Le prisonnier palestinien libéré Muhammad Nasr serre dans ses bras un ami après son arrivée à l’hôpital Nasser de Khan Younis, dans la bande de Gaza, le 13 octobre 2025, dans le cadre de l’accord de cessez-le-feu.

Des détenus libérés, vêtus de combinaisons grises, se penchaient aux fenêtres des bus et saluaient la foule. Leurs familles et amis les embrassaient par les fenêtres à leur passage.

« Loué soit Dieu, qui nous a honorés en nous permettant d’atteindre Gaza, afin que nous puissions respirer sa terre pure, imprégnée du sang des martyrs, des braves blessés et de son peuple patient et inébranlable », a déclaré Mahmoud Fayez Abu Al-Kas, un prisonnier palestinien libéré, à Drop Site, par la fenêtre d’un bus. « Mon message aux habitants de Gaza : ne perdez pas espoir, ne désespérez pas de la miséricorde divine, et si Dieu le veut, Il nous récompensera par quelque chose de meilleur et nous honorera. » Un autre prisonnier palestinien libéré, Muhammad Nasr, de Jabaliya Al-Nazla, a déclaré à Drop Site : « C’est un sentiment triste, mais grâce à Dieu, nous sommes heureux que vous soyez tous sains et saufs, que le pays compte encore de bons jeunes et des enfants en bonne santé », a-t-il déclaré, ajoutant : « Si Dieu le veut, toutes ces destructions seront reconstruites et le pays redeviendra encore meilleur qu’avant. Et si Dieu le veut, tous les détenus seront libérés. Tous les détenus sont nos frères, ils sont tous notre famille. »

Des prisonniers palestiniens libérés arrivent à l’hôpital Nasser de Khan Younis le 13 octobre 2025. (capture d’écran de la vidéo d’Abdel Qader Sabbah, sur l’article original.)

Dans la foule, des personnes ont demandé à plusieurs reprises aux prisonniers libérés s’ils avaient vu leurs proches, toujours portés disparus en détention. Les familles ignoraient souvent si leurs proches avaient été arrêtés, et il a fallu souvent des mois pour déterminer s’ils étaient détenus par Israël, voire pour obtenir une confirmation.

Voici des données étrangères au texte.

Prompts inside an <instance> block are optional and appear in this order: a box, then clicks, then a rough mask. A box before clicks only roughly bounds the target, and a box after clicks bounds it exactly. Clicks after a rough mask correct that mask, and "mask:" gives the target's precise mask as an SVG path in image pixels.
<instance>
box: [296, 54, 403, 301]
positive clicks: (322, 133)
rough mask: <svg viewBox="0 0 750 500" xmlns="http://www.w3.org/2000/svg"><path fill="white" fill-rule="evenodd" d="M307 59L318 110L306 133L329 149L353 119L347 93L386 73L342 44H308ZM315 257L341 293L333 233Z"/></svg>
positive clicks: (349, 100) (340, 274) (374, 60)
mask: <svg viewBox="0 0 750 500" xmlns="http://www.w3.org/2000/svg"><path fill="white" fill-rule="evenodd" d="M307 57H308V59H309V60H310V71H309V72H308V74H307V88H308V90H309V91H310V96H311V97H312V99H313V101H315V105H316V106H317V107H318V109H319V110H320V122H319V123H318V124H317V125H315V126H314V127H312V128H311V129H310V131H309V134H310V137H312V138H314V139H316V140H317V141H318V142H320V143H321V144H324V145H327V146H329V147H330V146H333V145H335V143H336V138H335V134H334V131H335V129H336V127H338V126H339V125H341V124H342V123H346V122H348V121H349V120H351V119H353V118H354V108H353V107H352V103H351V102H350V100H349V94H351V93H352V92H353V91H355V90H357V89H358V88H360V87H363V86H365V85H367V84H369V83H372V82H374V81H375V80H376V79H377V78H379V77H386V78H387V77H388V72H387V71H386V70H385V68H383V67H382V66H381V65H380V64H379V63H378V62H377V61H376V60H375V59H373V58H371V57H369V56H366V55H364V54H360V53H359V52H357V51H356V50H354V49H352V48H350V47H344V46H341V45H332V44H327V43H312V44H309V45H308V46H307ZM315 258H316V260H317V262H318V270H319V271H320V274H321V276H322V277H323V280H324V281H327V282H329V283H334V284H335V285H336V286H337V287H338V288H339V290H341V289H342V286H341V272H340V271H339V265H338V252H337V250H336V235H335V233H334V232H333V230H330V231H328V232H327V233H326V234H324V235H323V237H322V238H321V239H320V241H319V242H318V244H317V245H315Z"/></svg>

« J’ai ressenti un profond soulagement, un immense soulagement en entendant le nom de mon frère », a déclaré un Palestinien de Khan Younis qui n’a pas donné son nom, mais a précisé que son frère figurait sur la liste des détenus libérés. « Il est emprisonné depuis deux ans, ignorant dans quelle prison il se trouve, même si nous avons contacté des personnes pour savoir qui avait été libéré, dans l’espoir de savoir s’il était vivant ou mort », a-t-il ajouté, retenant ses larmes. « [Dieu] m’a rendu mon frère sain et sauf, même si mon père lui-même voulait le voir, et la semaine dernière, il est tombé en martyr. Il voulait le voir. Ce n’était pas son destin de le voir. » Les groupes de défense des droits des prisonniers palestiniens affirment qu’un nombre inconnu de Palestiniens de Gaza sont toujours détenus par Israël, bien que l’organisation israélienne de défense des droits humains Hamoked estime ce chiffre à environ 1.300, dont des médecins, des journalistes et des secouristes.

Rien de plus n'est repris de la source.